Решили спуститься в долину ручья Особенный и осмотреть ее. И когда стали искать новый удобный спуск в долину, Сережа обратил мое внимание:
— Иван Андреевич! А это ведь не долина Особенного. Смотрите, она какая-то глухая и узкая и идет не в том направлении.
Я подъехал к нему, и мы стали сверять местность с нашими «картами».
— Что за чертовщина? Действительно, ты, Сережа, прав. Это не Особенный. Едем на вершину сопки и там разберемся.
Мы быстро взобрались на вершину ближайшей сопки, и здесь я понял тайну нашей базы.
Уверенность, что мы в этом новом распадке найдем базу, была так сильна, что прямо отсюда, с водораздела, я послал в лагерь посыльного предупредить, чтобы за продуктами к строителям не посылали.
Отсюда, с вершины водораздела, мы увидели, что хребет, тянущийся между ручьем Особенный и рекой Аркагала, разделился на два, и между этими реками появилась третья. Очевидно, товарищи, забрасывающие базы, не заметили этой особенности и базу заложили в долине промежуточной реки.
«Так, казалось, должно было быть, но так ли это в действительности?» — подумал я, когда посыльный уже уехал в лагерь.

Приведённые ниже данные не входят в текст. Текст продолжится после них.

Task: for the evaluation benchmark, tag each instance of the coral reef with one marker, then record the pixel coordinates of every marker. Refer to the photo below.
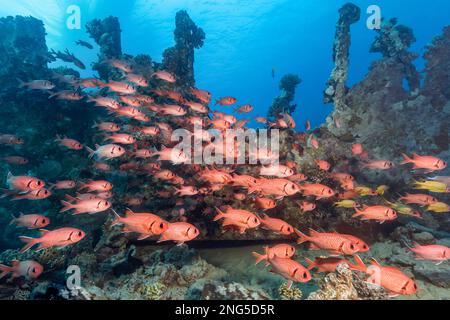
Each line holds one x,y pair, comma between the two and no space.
287,293
336,286
117,266
345,285
179,60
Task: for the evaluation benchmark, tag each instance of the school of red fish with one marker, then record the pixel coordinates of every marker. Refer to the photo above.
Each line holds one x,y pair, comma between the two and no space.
264,187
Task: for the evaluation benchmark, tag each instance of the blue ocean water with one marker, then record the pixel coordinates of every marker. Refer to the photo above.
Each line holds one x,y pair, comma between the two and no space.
245,40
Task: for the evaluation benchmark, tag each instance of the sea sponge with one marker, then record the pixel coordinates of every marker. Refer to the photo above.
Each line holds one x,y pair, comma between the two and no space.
289,293
152,291
336,286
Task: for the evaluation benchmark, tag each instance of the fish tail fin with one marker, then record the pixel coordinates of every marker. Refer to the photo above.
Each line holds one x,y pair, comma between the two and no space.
29,243
4,271
91,152
117,218
358,213
259,257
302,237
67,206
360,265
13,219
219,215
311,264
6,193
54,94
406,160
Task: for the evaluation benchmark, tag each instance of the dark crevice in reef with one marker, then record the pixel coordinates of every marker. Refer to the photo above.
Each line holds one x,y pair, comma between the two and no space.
378,112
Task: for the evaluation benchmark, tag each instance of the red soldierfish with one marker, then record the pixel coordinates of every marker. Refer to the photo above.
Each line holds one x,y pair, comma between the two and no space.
56,238
145,224
28,269
378,213
180,232
31,221
334,242
284,251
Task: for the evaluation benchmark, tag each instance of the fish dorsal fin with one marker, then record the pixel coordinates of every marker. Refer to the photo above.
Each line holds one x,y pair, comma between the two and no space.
375,262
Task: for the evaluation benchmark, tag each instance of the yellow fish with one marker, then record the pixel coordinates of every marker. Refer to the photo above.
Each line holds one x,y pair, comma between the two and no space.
433,186
404,209
381,190
439,207
346,204
365,191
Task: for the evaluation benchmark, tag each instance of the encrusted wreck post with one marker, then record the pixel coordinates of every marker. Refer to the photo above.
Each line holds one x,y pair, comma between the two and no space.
393,42
23,51
336,88
107,34
179,59
282,103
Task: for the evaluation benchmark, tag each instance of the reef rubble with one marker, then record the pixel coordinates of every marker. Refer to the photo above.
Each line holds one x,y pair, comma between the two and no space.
114,264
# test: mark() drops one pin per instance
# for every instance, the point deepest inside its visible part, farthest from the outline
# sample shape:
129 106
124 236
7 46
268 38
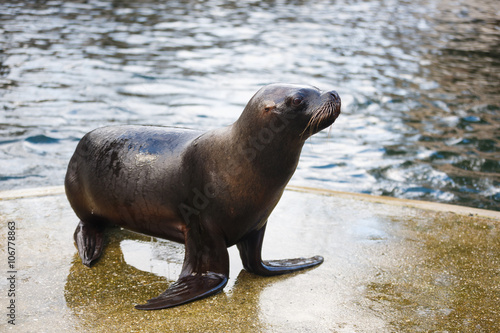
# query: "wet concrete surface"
388 267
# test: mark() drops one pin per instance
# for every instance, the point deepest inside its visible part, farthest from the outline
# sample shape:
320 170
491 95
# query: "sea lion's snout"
335 99
324 114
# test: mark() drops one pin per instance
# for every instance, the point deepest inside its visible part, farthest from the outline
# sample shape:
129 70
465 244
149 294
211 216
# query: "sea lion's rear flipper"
187 289
204 273
250 252
89 239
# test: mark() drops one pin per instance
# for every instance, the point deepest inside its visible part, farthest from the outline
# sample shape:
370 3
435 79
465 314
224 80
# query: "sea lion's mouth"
325 115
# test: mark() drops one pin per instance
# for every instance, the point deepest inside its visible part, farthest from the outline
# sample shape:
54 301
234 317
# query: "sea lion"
207 190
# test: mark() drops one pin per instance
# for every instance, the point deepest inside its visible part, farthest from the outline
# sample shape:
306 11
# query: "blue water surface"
419 82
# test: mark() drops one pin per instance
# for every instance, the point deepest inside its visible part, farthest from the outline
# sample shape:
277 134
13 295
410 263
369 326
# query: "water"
419 82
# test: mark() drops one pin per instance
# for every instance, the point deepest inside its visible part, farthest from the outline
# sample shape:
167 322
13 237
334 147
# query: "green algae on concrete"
387 268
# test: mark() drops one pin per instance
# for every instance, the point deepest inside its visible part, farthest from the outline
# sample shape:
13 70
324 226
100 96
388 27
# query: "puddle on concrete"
386 269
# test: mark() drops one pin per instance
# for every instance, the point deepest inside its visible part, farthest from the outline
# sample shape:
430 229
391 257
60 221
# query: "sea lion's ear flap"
269 106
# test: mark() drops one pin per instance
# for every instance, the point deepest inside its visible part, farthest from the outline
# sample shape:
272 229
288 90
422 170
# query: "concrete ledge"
390 265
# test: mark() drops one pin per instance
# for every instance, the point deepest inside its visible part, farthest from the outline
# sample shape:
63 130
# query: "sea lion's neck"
273 154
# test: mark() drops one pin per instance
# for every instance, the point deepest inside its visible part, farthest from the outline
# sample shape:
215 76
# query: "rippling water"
419 81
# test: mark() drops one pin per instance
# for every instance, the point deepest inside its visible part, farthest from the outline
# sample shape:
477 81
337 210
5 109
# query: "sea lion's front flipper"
89 239
187 289
205 271
250 253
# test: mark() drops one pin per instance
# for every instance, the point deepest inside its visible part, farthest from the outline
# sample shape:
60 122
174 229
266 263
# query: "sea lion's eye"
297 100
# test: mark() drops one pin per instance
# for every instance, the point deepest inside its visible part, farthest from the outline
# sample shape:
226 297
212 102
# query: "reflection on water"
419 83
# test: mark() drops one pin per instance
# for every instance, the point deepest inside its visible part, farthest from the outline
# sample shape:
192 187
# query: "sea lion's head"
296 110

Ведя лошадей под уздцы, спустились в новую долину, которая быстро расширялась и вскоре превратилась в довольно широкую и приветливую. Мы продвигались вниз по реке, являющейся, по моим предположениям, притоком Аркагалы. Однако на базу не было никаких намеков. В сердце стало заползать сомнение. И когда надежда, что мы найдем базу, рухнула, вдруг наткнулись на сломанные нарты. Это был уже след. След самый верный. Здесь прошел олений транспорт, и, значит, мы на правильном пути.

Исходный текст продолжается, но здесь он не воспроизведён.